Reviewed by Amelia Bascombe
Disclaimer: tickets were gifted in return for an honest review.

Based on the 2003 debut novel by American author Audrey Niffenegger, The Time Traveller's Wife has experienced life in many different art forms. Now a musical, originally opening at Storyhouse in Chester last year, the production takes inspiration from both the book and the 2009 film. 

The company. Photo by Johan Persson

Director Bill Buckhurst joins forces with Joss StoneDave StewartKait Kerrigan and Nick Finlow (music and lyrics) to bring the well-known story of Clare and Henry to the stage.
The fundamentals of the Henry and Clare’s relationship could be compared to that of a toxic one, where one person consistently disappears and leaves the other to despair. And while that’s what the original author used as inspiration, we can be certain that the parallel is not deliberate in the musical when they’re belting romantic ballads and projecting love hearts onto the set. 
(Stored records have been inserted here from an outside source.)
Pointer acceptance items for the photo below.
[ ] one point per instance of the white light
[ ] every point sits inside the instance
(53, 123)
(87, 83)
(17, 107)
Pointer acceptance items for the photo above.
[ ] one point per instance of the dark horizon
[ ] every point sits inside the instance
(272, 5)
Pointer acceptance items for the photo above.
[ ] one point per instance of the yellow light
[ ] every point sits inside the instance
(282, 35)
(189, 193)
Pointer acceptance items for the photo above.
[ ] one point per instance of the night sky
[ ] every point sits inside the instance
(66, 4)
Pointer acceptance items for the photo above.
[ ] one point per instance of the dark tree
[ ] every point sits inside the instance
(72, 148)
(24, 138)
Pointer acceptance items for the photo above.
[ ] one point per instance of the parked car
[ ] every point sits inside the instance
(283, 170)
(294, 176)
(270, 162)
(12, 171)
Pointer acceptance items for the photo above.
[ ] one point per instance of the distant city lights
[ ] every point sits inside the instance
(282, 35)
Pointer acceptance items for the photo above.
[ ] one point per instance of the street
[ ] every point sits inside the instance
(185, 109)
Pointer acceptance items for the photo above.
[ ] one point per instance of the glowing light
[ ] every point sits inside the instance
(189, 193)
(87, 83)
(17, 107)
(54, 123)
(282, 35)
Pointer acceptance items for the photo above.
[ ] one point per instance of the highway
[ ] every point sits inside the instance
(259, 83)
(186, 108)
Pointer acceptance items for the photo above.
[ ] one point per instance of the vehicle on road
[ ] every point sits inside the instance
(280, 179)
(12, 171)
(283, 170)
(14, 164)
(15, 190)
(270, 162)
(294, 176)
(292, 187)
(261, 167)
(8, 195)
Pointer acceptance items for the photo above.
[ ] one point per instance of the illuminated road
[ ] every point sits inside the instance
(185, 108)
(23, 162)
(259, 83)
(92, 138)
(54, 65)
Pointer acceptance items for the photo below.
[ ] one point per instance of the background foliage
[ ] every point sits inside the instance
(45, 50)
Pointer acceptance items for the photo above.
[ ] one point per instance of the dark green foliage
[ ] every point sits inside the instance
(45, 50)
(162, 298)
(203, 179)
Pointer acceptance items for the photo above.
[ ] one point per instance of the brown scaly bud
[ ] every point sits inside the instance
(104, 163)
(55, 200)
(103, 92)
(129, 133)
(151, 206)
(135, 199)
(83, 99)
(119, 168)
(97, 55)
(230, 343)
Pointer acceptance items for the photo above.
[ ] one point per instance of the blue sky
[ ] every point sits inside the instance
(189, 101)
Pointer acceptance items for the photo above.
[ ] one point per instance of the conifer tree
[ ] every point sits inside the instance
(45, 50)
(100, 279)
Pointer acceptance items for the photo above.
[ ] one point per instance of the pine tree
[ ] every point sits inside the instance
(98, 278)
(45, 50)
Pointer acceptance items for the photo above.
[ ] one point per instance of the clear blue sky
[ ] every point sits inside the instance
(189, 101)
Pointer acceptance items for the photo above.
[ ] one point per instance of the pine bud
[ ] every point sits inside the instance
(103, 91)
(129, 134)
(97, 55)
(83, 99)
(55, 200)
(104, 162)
Joanna Woodward portrays Clare impeccably well and gives a heart wrenching performance, especially amidst the tragedies of act two. Her enchanting voice is enough to carry the show alone, and the way she delivered ‘I’m In Control’ was sublimeDavid Hunter is heart-warming and charming as Henry, and the pair work marvellously together in crafting a believable romance. This is at its peak when Alba is introduced (played by the brilliant Holly-Jade Roberts at this performance) and the three create a wonderful family on stage.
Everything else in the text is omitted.